Por la tarde, Rosa, mi vecina del segundo, subió a verme.
Rosa es de esas personas que saben todo lo que ocurre en el pueblo. Traía un
poco de turrón de yema que había hecho ella misma.
—Emilia, te lo dejo aquí, en el aparador. Este año me ha
quedado más dulce, pruébalo y me dices.
—Gracias, Rosa. Dime, ¿tú sabes quién es ese hombre que anda
con una caja por la plaza?
Rosa se giró, sorprendida.
—¡Ay, mujer! Es Lucas. ¿No te acuerdas de él? Dice que volvió
hace poco. Estuvo muchos años trabajando en Francia, en una fábrica de coches o
algo así. Ahora ha regresado porque dice que quiere pasar aquí lo que le quede.
Anda diciendo que trae algo especial para la Navidad, pero no ha contado más.
Lucas.
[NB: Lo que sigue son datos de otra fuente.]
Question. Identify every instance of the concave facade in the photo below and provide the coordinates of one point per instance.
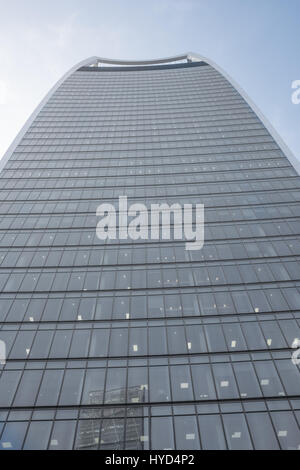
(142, 344)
Mi corazón dio un pequeño salto al escuchar su nombre.
Me llevó de vuelta a una época en la que el mundo parecía más grande y el
tiempo, más lento. Lucas había sido el chico de la guitarra, el que tocaba bajo
la encina del parque las tardes de verano. El mismo que me escribió una carta
antes de marcharse, prometiéndome que algún día volvería. Pero yo ya estaba
enamorada de Ignacio, mi marido, y Lucas desapareció en el ir y venir de los
años.
Los días pasaron, y la caja de Lucas seguía siendo un
misterio. Había quienes decían que traía un regalo para el belén de la plaza,
otros que era un juguete gigante para los niños. Yo, entre curiosidad y
nostalgia, decidí que necesitaba saber más.
El 23 de diciembre, la víspera de Nochebuena, me armé de
valor y bajé al mercado. Me puse mi mejor abrigo, me ajusté la bufanda y con el
bastón en la mano, salí a enfrentar el frío y los recuerdos. La plaza estaba
abarrotada. Los niños corrían alrededor del belén, los vendedores voceaban sus
ofertas, y el aroma a canela y castañas lo impregnaba todo.
Allí, junto al puesto de castañas, estaba Lucas, con su caja
apoyada en el suelo. Parecía cansado, pero en su rostro había una calma que no
podía explicarse. Me acerqué despacio, con el corazón latiendo más rápido de lo
que me habría gustado admitir.
—Lucas… —dije al fin, en un susurro.
Él se giró, y al verme, sus ojos se iluminaron.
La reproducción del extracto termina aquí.